Apple’s ultimate aim is to lure Samsung, Google and their likes into dueling with them on pure creativity. Apple’s mindset and culture will…in the end…win the day, as long as their down-to-earth artistry survives quick commoditization by an unimaginative race to the bottom.

Mozart wouldn’t have created masterpieces, had he not had at his disposal the time frame for his music to be heard, listened to, and assimilated into the cultural fabric of his contemporaries. He had to feel…deeply but unassumingly…that his music, through passion and trust in his own musical sensitivity, could change in due time the course of civilization’s History.

Apple’s competitors pounce not so much on their innovative spirit, but more on the optimal time frame for creators to hop on an unencumbered template of creativity…and deliver. One must never underestimate time as a crucial factor in go-to-market innovation. Apple calls on the court of law, and by extension on the court of public opinion, to grant their genius and geniality the time slot naturally alloted to Game changers, History makers, and authentic Story tellers.

Samsung, Google and others are spoilers of sort. They break civilization’s momentum to accommodate their greedy destinies.

24 The Mad Hatter { 09.10.12 at 7:53 am }

Apple’s competitors pounce not so much on their innovative spirit, but more on the optimal time frame for creators to hop on an unencumbered template of creativity…and deliver. One must never underestimate time as a crucial factor in go-to-market innovation. Apple calls on the court of law, and by extension on the court of public opinion, to grant their genius and geniality the time slot naturally alloted to Game changers, History makers, and authentic Story tellers.

Really? In that case why is my outdated iPhone 3GS far better than any Android phone that I’ve seen?

There are people who like Android, and want Android, but the phones just aren’t competitive except on price.

Wayne

25 berult { 09.10.12 at 1:21 pm }

Wayne,

Time is of the essence.

With enough breathing space to design and develop the iPhone as a ring-tone marvel…worthy of retention, Apple morphed your 3GS from ‘phone-du-jour’ to a perceivably timeless object of communication. And so they did with my first generation iPad.

I don’t mind Android, as long as Innovation cruises three or four cycles ahead of the pack. And there indeed lies the rationale behind doing formal justice to a rather modest, yet all so life-enhancing, proprietary gap.
berult

ps: in my previous comment, “Apple’s competitors pounce not so much on their innovative spirit,” should read “…on its innovative spirit,”

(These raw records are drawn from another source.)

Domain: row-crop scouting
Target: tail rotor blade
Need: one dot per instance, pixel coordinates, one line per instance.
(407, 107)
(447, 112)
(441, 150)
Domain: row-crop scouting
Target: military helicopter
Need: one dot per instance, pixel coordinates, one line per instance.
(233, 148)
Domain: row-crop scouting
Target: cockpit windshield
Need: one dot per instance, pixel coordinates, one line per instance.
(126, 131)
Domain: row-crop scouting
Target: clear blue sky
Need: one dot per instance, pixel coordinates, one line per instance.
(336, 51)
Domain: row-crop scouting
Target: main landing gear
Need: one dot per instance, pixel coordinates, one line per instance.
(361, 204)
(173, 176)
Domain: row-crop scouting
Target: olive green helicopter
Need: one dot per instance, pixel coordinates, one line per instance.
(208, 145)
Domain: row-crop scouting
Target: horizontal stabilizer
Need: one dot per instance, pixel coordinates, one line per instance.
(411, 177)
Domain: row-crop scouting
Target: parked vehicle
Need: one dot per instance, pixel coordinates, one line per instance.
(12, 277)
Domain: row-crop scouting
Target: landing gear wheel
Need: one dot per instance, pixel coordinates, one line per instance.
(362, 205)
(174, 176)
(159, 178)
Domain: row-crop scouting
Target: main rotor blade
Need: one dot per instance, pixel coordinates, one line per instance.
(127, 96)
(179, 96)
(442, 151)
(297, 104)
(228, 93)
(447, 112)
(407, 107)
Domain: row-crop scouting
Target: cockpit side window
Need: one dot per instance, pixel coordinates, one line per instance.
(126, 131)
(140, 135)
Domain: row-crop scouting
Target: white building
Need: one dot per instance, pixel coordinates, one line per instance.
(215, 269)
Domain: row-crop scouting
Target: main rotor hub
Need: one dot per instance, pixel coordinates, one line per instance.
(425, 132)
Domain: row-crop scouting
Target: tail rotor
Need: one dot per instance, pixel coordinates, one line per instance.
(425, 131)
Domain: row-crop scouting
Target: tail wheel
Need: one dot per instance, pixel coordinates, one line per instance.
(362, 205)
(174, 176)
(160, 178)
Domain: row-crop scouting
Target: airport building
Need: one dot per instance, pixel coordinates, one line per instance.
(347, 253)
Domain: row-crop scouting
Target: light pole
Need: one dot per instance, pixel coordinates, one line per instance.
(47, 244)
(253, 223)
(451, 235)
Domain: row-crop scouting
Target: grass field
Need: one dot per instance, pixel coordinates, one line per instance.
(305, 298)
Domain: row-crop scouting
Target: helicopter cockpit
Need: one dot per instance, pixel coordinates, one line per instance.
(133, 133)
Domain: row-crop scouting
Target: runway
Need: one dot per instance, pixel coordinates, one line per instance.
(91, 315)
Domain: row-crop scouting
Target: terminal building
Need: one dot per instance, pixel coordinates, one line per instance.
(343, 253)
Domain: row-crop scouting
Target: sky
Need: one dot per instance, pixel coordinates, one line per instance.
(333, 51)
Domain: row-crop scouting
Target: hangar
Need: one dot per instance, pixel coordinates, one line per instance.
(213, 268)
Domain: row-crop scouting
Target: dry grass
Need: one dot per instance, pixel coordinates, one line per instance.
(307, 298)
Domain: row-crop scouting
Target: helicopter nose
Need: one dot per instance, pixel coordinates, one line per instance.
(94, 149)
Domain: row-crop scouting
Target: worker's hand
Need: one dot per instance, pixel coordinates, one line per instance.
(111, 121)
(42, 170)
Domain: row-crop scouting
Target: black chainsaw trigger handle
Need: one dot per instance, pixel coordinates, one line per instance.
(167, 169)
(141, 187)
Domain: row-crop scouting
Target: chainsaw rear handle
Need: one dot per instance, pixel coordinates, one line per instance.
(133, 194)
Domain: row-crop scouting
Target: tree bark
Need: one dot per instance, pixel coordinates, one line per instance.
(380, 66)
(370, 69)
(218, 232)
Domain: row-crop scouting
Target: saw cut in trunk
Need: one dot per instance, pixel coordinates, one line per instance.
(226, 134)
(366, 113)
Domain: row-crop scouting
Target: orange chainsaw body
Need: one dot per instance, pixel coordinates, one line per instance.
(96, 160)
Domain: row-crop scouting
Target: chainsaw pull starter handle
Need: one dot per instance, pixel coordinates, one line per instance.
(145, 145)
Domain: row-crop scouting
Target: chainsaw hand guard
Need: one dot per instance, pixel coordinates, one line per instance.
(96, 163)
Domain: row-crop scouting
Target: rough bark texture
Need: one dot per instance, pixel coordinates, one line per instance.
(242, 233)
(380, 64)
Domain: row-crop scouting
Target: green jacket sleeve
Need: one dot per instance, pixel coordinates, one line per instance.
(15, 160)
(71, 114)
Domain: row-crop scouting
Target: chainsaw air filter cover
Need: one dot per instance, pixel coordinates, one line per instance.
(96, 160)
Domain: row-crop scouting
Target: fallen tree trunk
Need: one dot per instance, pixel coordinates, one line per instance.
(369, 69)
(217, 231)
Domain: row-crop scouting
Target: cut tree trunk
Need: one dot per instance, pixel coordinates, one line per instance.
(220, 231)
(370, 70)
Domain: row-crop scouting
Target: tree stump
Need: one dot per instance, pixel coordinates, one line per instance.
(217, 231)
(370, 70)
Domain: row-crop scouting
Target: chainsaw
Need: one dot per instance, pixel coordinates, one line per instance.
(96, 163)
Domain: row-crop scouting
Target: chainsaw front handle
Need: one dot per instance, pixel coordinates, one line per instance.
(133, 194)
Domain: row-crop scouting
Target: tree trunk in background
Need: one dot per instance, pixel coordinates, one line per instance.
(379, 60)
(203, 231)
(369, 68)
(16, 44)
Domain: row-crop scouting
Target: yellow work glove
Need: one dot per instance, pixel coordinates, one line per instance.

26 The Mad Hatter { 09.13.12 at 8:52 am }

@berult,

Love my first gen iPad. My laptop rarely leaves the house now. Fantastic little contraption.

Now if I could only find a decent Bluetooth keyboard/folding cover. The one I have has chiclet style keys, which makes typing a nightmare while I’m travelling.

Ignore the Android boys, and concentrate on building the best stuff possible is what I’d tell Apple to do. Being the aggressor in court has a negative PR impact. Outbuilding the competition has a positive PR impact. Which would you prefer?